Description - The Mysticism of Paul the Apostle by Albert Schweitzer
Immediately after the Gospels, the New Testament takes up the history of the early Christian Church, describing the works of the 12 disciples and introducing Paul, the man whose influence on the history of Christianity is beyond calculation. Teacher, preacher, conciliator, diplomat, theologian, rule giver, consoler and martyr, his life and writings became foundations for Christianity. He inspired a vast, serious and intelligent literature that seeks to recapture his meaning, his thinking and his purpose. In his letters to early Christian communities, Paul gave much practical advice about organization and orthodoxy. These treated the early Christian communities as something more than a group of people who believed in the same faith: they were people bound together by a common spirit unknown before. The significance of that common spirit occupied the greatest of Christian theologians from Athanasius and Augustine through Luther and Calvin. In this work, Schweitzer goes against Luther and the Protestant tradition to look at what Paul actually writes in the Epistles to the Romans and Galatians: an emphasis upon the personal experience of the believer with the divine.
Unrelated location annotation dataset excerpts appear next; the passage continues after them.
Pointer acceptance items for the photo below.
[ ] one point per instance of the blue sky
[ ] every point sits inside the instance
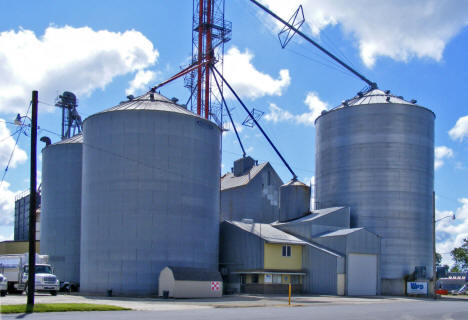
(103, 50)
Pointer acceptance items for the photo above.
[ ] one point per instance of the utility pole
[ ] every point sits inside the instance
(32, 207)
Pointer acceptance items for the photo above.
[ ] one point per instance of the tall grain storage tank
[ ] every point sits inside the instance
(61, 206)
(151, 180)
(375, 153)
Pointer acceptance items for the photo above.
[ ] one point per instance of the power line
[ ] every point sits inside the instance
(14, 147)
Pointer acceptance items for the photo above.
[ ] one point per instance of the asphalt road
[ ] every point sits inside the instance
(446, 310)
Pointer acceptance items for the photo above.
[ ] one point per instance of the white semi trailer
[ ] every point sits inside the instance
(15, 268)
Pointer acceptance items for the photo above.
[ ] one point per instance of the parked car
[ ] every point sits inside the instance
(3, 285)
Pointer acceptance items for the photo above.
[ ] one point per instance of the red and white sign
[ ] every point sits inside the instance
(215, 286)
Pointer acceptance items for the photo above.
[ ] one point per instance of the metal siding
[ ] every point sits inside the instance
(150, 196)
(362, 275)
(307, 230)
(239, 249)
(256, 200)
(379, 160)
(61, 208)
(321, 269)
(294, 200)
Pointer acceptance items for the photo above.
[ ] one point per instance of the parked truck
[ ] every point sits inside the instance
(15, 268)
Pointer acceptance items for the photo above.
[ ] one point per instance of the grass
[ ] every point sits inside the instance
(60, 307)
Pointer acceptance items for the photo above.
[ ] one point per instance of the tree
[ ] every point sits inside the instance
(460, 256)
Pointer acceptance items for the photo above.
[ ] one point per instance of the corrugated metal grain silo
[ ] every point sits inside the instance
(61, 206)
(375, 153)
(294, 200)
(151, 180)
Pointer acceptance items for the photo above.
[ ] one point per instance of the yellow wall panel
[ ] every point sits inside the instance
(274, 259)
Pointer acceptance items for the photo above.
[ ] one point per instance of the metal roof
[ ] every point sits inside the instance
(272, 235)
(375, 96)
(229, 181)
(315, 214)
(268, 232)
(78, 138)
(268, 271)
(341, 232)
(195, 274)
(144, 102)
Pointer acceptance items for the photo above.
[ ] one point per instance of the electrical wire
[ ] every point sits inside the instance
(14, 147)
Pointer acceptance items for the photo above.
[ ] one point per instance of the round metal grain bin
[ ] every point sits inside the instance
(61, 206)
(151, 180)
(294, 200)
(375, 154)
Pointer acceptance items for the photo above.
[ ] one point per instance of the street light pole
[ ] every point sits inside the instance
(434, 271)
(32, 207)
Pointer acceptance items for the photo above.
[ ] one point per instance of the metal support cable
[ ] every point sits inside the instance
(303, 35)
(255, 121)
(229, 114)
(14, 147)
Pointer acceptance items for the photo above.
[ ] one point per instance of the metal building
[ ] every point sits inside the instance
(21, 232)
(150, 195)
(61, 206)
(250, 191)
(294, 200)
(375, 154)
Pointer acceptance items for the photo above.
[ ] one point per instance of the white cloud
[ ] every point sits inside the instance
(314, 104)
(7, 143)
(229, 129)
(7, 204)
(9, 236)
(247, 80)
(66, 58)
(450, 233)
(460, 130)
(399, 29)
(442, 153)
(141, 80)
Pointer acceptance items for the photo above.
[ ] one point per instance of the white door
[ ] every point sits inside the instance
(362, 274)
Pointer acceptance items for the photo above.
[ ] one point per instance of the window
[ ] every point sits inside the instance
(295, 280)
(276, 278)
(286, 251)
(255, 278)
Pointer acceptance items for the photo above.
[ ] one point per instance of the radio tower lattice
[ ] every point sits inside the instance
(210, 31)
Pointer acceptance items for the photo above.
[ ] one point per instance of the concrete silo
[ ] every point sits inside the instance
(61, 206)
(151, 180)
(375, 153)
Paul's mysticism was not like the mysticism elsewhere described as a soul being at one with God. In the mysticism he felt and encouraged, there is no loss of self but an enriching of it; no erasure of time or place but a comprehension of how time and place fit within the eternal. Schweitzer writes that Paul's mysticism is especially profound, liberating and precise. He introduces readers to his own point of view at once, then describes how he came to it, its scholarly antecedents, what its implications are, what objections have been raised, and why all of this matters.